Phase 2: Blueprint Search Improvement (Chapter 5)

The blueprint search problem was the most visible failure. Workers asked simple spatial questions and got completely unrelated results.

For Product Managers

The problem: Standard text embeddings could not handle spatial and visual queries. "North-facing windows" and "electrical outlets" are visual concepts that do not translate to text chunks.

The timeline:

Stage Recall Time Key Change
Baseline 27% - Text embeddings on blueprints
Vision captions 85% 4 days Added spatial descriptions
Counting queries 92% +2 weeks Bounding box detection

The investment: Approximately $10 in LLM calls per document for summarization. For 1,000 blueprints, total processing cost was $10,000. The ROI was immediate—workers could find relevant blueprints in seconds instead of hours.

Key insight: Test subsystems independently for rapid improvements. Do not try to solve everything at once.

For Engineers

Why standard embeddings failed: Vision models are not trained for spatial search. CLIP embeddings understand "this looks like a blueprint" but not "this blueprint has 4 bedrooms."

Solution: Vision-to-text transformation:

async def generate_blueprint_caption(
    image: bytes,
    vision_model
) -> str:
    """Generate searchable caption from blueprint image."""
    prompt = """Analyze this architectural blueprint and extract:

    1. ROOM COUNTS: Count all rooms by type (bedrooms, bathrooms, etc.)
    2. DIMENSIONS: List key dimensions (total square footage, room sizes)
    3. ORIENTATION: Identify building orientation (north-facing windows, etc.)
    4. KEY FEATURES: Note architectural features users might search for

    Format as a searchable summary that matches how construction workers
    phrase their queries.
    """

    response = await vision_model.analyze(image, prompt)
    return response.text

The key insight: The summary prompt anticipated user mental models. Instead of describing what the blueprint looked like, it extracted what users actually searched for.

Implementation pattern:

async def index_blueprint(blueprint_path: str) -> None:
    """Index a blueprint with searchable captions."""
    # Generate vision caption
    image_bytes = load_image(blueprint_path)
    caption = await generate_blueprint_caption(image_bytes, vision_model)

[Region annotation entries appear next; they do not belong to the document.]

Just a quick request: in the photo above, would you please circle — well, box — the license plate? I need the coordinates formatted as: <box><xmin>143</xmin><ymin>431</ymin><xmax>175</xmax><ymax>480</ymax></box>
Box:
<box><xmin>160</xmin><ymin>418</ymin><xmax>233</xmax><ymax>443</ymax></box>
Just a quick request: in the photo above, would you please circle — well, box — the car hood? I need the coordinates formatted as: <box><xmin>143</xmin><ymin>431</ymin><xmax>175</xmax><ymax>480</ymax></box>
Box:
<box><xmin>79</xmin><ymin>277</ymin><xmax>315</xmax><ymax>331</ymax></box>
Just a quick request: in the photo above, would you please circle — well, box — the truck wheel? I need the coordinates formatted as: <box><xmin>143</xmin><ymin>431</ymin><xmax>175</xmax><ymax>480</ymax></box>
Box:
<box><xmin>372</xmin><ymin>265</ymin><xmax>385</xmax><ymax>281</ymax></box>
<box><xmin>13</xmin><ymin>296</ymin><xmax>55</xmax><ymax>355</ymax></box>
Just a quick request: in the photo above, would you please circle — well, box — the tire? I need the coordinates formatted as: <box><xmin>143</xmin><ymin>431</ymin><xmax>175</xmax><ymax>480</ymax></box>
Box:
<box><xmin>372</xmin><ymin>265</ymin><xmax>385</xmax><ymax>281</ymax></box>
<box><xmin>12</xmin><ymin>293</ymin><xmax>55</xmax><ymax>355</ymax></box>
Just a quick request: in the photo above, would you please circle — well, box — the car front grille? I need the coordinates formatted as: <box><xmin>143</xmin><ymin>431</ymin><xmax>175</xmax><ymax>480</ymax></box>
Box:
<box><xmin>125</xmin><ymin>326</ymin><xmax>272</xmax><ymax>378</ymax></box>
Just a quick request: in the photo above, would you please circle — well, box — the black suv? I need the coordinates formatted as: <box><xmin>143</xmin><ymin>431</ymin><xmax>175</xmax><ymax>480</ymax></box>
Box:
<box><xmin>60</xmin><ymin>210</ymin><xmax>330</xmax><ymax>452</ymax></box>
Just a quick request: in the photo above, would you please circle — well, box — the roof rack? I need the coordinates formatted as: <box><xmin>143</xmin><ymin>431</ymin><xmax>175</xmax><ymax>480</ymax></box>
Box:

    # Create embedding from caption (not image)
    embedding = await embed_text(caption)

    # Store with metadata
    await vector_db.insert(
        id=blueprint_path,
        embedding=embedding,
        metadata={
            "type": "blueprint",
            "caption": caption,
            "original_path": blueprint_path
        }
    )

Phase 3: Scheduling Fix (Chapter 4)

The scheduling problem was a capability issue, not an inventory issue. The scheduling information existed in documents—the system just could not process temporal queries correctly.

For Product Managers

Diagnosis using Chapter 4 framework:

  • Inventory issue? No—schedule information existed in project documents
  • Capability issue? Yes—the system could not parse dates or understand temporal queries

The solution:

  1. Extract date metadata from all documents using LLM
  2. Build specialized calendar index for date-based queries
  3. Add explicit date range filtering to query processor
  4. Train classifier to detect scheduling queries and route appropriately

Results:

  • Scheduling satisfaction: 25% → 78%
  • New user retention: +35%
  • Document search volume increased (users trusted the system more)

For Engineers

Date extraction pipeline:

from pydantic import BaseModel
from datetime import date

class ExtractedDates(BaseModel):
    dates: list[date]
    date_descriptions: list[str]
    is_deadline: list[bool]

async def extract_dates_from_document(
    document: str,
    llm_client
) -> ExtractedDates:
    """Extract all dates and their context from a document."""
    response = await llm_client.chat.completions.create(
        model="gpt-4o-mini",
        messages=[
            {
                "role": "system",
                "content": """Extract all dates from this construction document.
                For each date, provide:
                1. The date in ISO format
                2. What the date refers to (e.g., "foundation pour deadline")
                3. Whether it's a deadline or milestone"""
            },
            {"role": "user", "content": document}
        ],
        response_model=ExtractedDates
    )
    return response

Calendar index structure:

# Specialized index for temporal queries
calendar_index = {
    "2024-03-15": [
        {"doc_id": "proj_123", "event": "foundation pour", "is_deadline": True},
        {"doc_id": "proj_456", "event": "permit review", "is_deadline": False}
    ],
    "2024-03-22": [
        {"doc_id": "proj_123", "event": "framing start", "is_deadline": False}
    ]
}

async def search_by_date_range(
    start_date: date,
    end_date: date
) -> list[dict]:
    """Search for events within a date range."""
    results = []
    for date_key, events in calendar_index.items():
        if start_date <= date.fromisoformat(date_key) <= end_date:
            results.extend(events)
    return results

Phase 4: Query Routing (Chapter 6)

With specialized retrievers for blueprints, documents, and schedules, the next challenge was routing queries to the right tool.

For Product Managers

The routing problem:

Three excellent specialized retrievers:

  • Blueprint Search: 85% accuracy when used
  • Document Search: 78% accuracy on safety procedures and specifications
  • Schedule Lookup: 82% accuracy for timeline queries

With a monolithic system routing all queries to generic search, overall performance was only 65%. Blueprint queries hit document search. Schedule questions went to blueprint search.

The routing journey:

Week Routing Accuracy Overall Success Key Change
1 88% 70% 10 examples per tool
2 88% 70% Basic routing working
3-4 95% 78% 40 examples per tool

ROI of example investment: The team spent approximately 4 hours creating 40 examples per tool (120 total). This investment improved routing accuracy from 88% to 95%, translating to a 7 percentage point improvement in overall system success.

For Engineers

Router implementation:

from pydantic import BaseModel
import instructor
from openai import OpenAI

client = instructor.from_openai(OpenAI())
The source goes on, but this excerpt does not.